忍者ブログ
2026/07    06« 1  2  3  4  5  6  7  8  9  10  11  12  13  14  15  16  17  18  19  20  21  22  23  24  25  26  27  28  29  30  31  »08
ステッピングモータは位置決めが容易で扱いやすい一方、トルク保持や発熱、振動・騒音はドライバの性能と設定に大きく左右されます。特に電流制御の方式や保持電流の扱いが適切でないと、停止時のトルク不足や温度上昇、脱調リスクにつながります。本稿では、トルク保持と電流制御を最適化する観点から、ステッピングモータドライバの選び方を要点整理します。
ステッピングモータドライバの選び方(トルク保持・電流制御の最適化)
モータ定格に対して「電流レンジ」と「制御精度」が合うか確認する
まず重要なのは、モータの定格電流を無理なくカバーできる電流設定範囲があることです。加えて、電流設定分解能(設定ステップ)や電流検出精度が粗いと、狙ったトルクが出にくく発熱だけが増えることがあります。

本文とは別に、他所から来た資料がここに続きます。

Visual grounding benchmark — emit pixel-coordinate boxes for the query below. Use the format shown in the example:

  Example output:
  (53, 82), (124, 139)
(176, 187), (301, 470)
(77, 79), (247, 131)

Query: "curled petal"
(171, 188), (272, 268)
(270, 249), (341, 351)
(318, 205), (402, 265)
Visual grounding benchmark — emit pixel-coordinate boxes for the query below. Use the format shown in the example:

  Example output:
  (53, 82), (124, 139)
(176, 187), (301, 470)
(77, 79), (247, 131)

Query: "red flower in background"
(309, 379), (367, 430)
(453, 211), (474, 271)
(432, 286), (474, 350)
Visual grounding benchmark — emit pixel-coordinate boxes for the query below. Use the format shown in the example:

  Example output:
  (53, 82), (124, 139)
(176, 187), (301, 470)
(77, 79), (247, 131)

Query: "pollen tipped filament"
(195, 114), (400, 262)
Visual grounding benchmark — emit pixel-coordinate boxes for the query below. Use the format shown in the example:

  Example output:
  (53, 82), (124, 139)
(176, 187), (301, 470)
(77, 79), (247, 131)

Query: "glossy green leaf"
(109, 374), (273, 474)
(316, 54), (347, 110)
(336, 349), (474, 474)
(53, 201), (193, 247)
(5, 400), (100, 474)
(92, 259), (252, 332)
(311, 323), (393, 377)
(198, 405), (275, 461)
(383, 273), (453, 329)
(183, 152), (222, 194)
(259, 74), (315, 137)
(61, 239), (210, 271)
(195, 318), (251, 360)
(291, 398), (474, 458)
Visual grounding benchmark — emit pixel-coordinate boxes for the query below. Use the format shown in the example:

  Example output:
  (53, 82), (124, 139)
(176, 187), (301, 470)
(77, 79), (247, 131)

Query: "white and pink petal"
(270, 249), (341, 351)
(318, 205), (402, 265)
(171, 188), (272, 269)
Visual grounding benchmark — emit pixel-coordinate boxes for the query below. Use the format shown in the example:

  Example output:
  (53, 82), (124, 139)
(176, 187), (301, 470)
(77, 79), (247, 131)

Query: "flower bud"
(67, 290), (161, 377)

仕様表だけでなく、設定方法(ディップSW/ソフト設定)も含めて確認します。
電流制御方式(チョッパ方式・定電流制御)の特性を押さえる
一般的なステッピングモータドライバはチョッパ方式の定電流制御を採用しますが、スイッチング周波数や制御アルゴリズムで静粛性やトルク感が変わります。低速域の滑らかさ、高速域のトルク維持、発熱の出方など、用途の支配的条件に合う制御特性を選ぶことが大切です。

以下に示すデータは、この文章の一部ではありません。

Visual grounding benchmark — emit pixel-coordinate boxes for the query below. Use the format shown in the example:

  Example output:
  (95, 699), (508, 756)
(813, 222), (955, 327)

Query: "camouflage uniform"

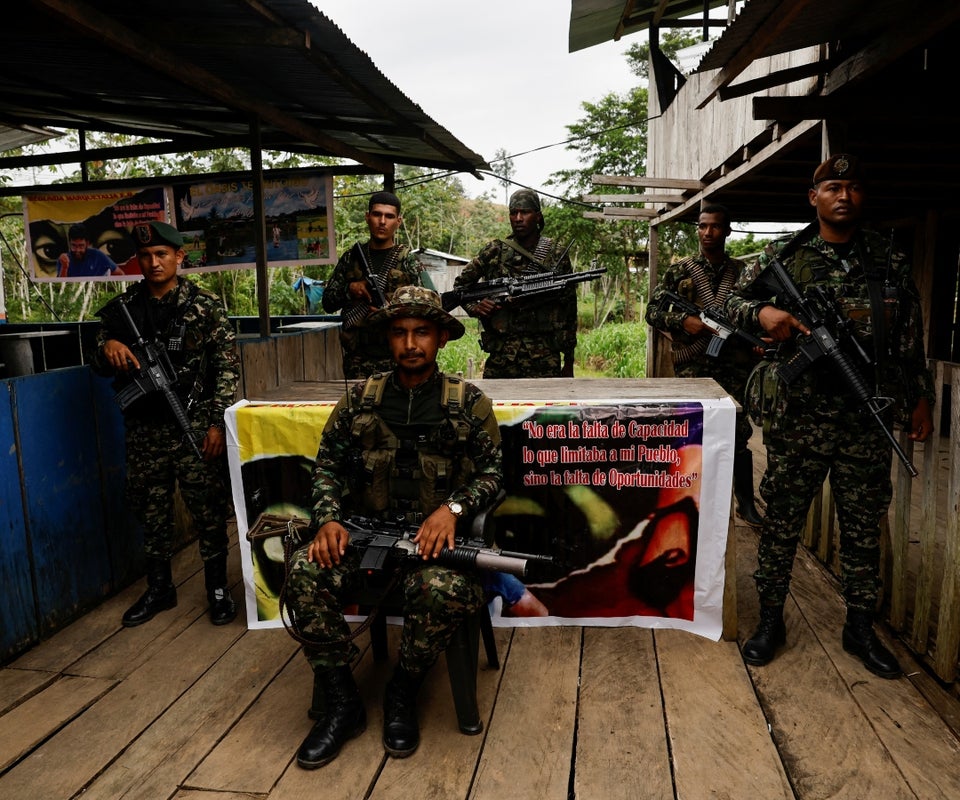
(320, 244), (421, 379)
(287, 371), (502, 674)
(453, 235), (577, 378)
(726, 228), (934, 614)
(91, 276), (240, 562)
(646, 253), (757, 453)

マイクロステップ性能で振動・騒音と位置精度を両立する
マイクロステップは振動低減に有効ですが、分割数が大きいほど常に良いわけではありません。負荷条件によっては実効トルクが不足したり、追従が不安定になることがあります。必要な滑らかさと剛性のバランスを見て、分割数の上限だけでなく、波形の滑らかさ(電流波形の近似精度)も重視します。
保持電流(ホールド電流)の設定機能があるか
停止時にフル電流を流し続けると保持トルクは増えますが、発熱が増えて寿命や周辺部品に影響します。保持電流を自動で低減する機能(一定時間後に電流を下げる、可変ホールド電流など)があると、必要トルクを確保しつつ温度上昇を抑えやすくなります。
電源電圧と回転域(高速トルク)をセットで考える
ステッピングモータは回転数が上がるほどトルクが落ちやすく、電源電圧が低いと高速域で電流が追従しにくくなります。ドライバの対応電圧が十分に高く、用途の回転域で必要トルクを満たせるかを確認します。単に「電流が出る」だけでは高速性能は担保できません。
保護機能と熱設計で安定運用を確保する
過電流、過熱、低電圧、短絡などの保護機能は、停止リスクと故障リスクを下げます。また、放熱構造(ヒートシンク取り付け、筐体放熱、温度ディレーティングの考え方)が明確な製品は、連続運転での安定性を見込みやすくなります。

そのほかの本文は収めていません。